Il n'y a pas que des méchants profs ?

Les méchants, je ne cite pas leur nom. Seulement les gentils, comme Linley Couronne, qui donnait des cours d'Alliance Française. Il nous a fait analyser La mauvaise réputation de Brassens en cours.

Vous ne souhaitez pas que les choses changent ?

Moi, si. Le livre, pas forcément. Quand le miroir reflète une chose laide, ce n'est pas la faute du miroir. L'école à Maurice est un sujet délicat. Il y a toujours des propositions de réforme. Mon livre est une photographie de l'école des années 1990 à 2002.

Parmi vos "photographies", il y a de cruelles punitions corporelles. Même la voix du prof fait mal.

En écrivant, je me rendais compte que je n'avais pas oublié.

Après tous les sales quarts d'heure vécus à l'école, comment avez-vous fait pour réussir sur le plan académique ?

Au collège, je me suis vite rendu compte qu'il n'y avait pas le choix.

Pas d'autre choix que de réussir ?

J'avais beau être rêveur et subversif, je savais que l'unique manière de s'extirper de ce moule c'était d'en suivre les règles, pour avoir des choix de fuites à l'université, à l'étranger. Rumi disait : "À 20 ans, j'étais intelligent, je voulais changer le monde. À 40 ans, je me suis assagi, j'essaie de me changer."

Sans faire de psychologie de supermarché, ce livre est un exutoire ?

La genèse du livre c'était l'oisiveté. Le fait que l'oisiveté soit mal vue dans la société mauricienne explique beaucoup de choses : il n'y a pas autant d'artistes comparé à d'autres pays. Il faut un certain temps d'oisiveté pour se consacrer à ce genre de choses. Je n'ai jamais eu de cours de musique au collège parce qu'on considérait que c'était un temps perdu. Si on voulait le faire, c'était à part. Il n'y avait pas une exposition pour que l'élève puisse découvrir une vocation.

Ce sont les éditrices, Pascale Siew, Christine Ahnee et Christèle de Spéville (NdlR,des Éditions Vizavi) qui m'ont dit que je parlais beaucoup de l'école. La troisième m'a suggéré un prologue et un épilogue. Cela a réveillé tellement de souvenirs que j'ai réécrit le livre une énième fois.
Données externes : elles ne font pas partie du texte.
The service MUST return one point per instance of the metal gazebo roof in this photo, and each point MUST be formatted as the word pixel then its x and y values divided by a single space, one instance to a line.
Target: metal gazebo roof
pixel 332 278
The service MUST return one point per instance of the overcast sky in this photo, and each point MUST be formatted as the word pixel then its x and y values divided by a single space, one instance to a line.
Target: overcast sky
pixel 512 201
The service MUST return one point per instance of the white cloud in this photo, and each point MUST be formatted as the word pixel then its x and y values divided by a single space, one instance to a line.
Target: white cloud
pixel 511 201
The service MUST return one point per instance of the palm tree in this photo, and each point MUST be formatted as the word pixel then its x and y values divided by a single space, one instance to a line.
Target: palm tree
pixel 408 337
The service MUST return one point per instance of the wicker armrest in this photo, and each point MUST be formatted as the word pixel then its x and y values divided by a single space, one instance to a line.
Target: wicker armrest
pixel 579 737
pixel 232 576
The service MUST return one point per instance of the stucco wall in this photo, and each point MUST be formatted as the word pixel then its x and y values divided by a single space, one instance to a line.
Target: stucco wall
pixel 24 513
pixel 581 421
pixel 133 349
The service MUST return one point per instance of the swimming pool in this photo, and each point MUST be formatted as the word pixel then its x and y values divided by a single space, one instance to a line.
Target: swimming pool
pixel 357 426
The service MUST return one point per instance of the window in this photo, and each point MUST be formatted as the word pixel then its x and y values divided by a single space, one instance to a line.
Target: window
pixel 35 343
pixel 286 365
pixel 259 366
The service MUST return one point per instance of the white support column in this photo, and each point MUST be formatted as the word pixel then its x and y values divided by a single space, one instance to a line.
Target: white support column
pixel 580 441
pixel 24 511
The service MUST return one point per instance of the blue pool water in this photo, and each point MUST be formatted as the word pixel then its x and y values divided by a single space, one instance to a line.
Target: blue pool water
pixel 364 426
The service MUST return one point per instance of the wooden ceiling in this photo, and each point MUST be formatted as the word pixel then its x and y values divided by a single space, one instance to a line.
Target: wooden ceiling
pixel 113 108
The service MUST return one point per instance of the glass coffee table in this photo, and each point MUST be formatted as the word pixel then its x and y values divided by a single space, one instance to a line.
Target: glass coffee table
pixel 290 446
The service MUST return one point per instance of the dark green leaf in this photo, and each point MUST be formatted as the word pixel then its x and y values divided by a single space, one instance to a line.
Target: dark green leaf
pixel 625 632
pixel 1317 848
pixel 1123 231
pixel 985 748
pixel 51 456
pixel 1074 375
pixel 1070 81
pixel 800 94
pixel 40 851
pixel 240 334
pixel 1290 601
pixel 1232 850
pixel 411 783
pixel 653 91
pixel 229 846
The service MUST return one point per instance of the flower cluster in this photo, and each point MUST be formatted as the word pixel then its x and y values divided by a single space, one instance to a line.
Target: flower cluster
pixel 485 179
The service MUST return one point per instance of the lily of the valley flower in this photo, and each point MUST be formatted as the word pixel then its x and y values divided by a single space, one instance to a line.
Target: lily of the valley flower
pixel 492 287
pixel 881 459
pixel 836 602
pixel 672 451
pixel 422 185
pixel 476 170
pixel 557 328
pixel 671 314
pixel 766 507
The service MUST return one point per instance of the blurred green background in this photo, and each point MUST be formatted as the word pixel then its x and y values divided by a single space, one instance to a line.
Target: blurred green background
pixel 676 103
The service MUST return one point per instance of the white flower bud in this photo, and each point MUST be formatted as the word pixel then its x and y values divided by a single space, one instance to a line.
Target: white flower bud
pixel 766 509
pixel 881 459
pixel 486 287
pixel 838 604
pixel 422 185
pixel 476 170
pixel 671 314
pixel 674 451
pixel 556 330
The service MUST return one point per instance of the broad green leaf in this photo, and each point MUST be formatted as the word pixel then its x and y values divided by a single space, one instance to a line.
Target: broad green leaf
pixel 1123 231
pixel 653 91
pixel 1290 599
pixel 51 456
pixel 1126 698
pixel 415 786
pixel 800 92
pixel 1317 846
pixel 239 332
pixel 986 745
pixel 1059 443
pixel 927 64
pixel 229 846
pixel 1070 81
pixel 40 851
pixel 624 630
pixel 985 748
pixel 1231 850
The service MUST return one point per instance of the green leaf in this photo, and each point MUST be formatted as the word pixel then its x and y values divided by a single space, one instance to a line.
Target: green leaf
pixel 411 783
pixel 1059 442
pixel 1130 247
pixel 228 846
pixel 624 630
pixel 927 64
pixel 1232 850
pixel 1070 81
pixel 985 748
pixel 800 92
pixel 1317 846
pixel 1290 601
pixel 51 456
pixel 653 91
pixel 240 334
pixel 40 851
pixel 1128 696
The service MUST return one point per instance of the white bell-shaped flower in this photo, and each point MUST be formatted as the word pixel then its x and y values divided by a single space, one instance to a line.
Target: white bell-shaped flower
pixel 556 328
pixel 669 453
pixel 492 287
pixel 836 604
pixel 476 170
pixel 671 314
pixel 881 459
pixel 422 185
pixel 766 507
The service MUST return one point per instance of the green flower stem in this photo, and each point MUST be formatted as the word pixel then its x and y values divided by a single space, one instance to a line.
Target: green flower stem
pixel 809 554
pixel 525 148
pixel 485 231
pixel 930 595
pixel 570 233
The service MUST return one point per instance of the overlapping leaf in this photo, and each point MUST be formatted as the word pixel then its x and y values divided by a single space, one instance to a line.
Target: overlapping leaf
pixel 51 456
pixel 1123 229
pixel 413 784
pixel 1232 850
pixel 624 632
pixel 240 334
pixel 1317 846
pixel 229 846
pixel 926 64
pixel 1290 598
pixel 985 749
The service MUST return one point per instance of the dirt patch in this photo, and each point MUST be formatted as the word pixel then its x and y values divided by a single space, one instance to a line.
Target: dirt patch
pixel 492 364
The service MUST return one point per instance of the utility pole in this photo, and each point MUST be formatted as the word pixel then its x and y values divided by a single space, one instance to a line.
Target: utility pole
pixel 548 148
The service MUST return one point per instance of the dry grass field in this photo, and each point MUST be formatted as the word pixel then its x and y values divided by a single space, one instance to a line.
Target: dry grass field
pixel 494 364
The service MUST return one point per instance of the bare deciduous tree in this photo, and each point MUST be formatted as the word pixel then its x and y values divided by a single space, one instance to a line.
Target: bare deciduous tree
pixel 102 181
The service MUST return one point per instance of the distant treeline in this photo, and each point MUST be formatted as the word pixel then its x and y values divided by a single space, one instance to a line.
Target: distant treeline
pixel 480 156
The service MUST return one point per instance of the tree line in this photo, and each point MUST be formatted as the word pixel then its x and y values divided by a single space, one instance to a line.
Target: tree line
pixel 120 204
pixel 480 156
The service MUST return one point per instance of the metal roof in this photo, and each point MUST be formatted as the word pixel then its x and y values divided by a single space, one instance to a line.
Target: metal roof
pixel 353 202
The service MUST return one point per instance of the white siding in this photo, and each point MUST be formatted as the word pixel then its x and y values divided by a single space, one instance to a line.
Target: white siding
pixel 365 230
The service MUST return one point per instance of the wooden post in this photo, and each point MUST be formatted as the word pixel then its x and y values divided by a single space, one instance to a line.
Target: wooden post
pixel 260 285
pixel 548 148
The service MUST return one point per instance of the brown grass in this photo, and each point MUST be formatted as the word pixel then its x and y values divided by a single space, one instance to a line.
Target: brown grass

J'entends que cela peut être reçu comme un plaidoyer mais ce n'est pas l'intention. En littérature, le style est plus important que le contenu.

Répétez.

En littérature, le style est plus important que le contenu, sinon il n'y a pas de différence entre une thèse et de la littérature. C'est pour ça que je n'ai pas eu de problème à changer de contenu. L'exercice littéraire est plus important...

Que d'avoir quelque chose à dire ?

Si on a quelque chose à dire, c'est mieux.

La revanche du portugais

"Face au tableau noir" est le second texte littéraire de Nitish Monebhurrun. Le premier, écrit en portugais, paru en 2018, n'est pas traduit. "C'est un roman dystopique dont le titre est 'L'assassinat du président du Brésil'. Comme c'est l'année des élections au Brésil, l'éditrice a eu l'idée de ressortir le livre."

Avec le recul, Nitish Monebhurrun constate : "J'ai plus écrit en portugais qu'en anglais ou en français." Maitriser le portugais est pour lui une "belle revanche".

Dans le livre, l'auteur se souvient qu'il voulait apprendre le mandarin au primaire. "J'ai toujours adoré les arts martiaux. Quand j'ai demandé si je pouvais étudier le mandarin, on m'a ri au nez. Votre patronyme déterminait la langue que vous deviez étudier. Si vous n'aviez pas un nom oriental, vous étiez en cours de catéchisme, ce qui est étrange parce que ce n'est pas une langue étrangère."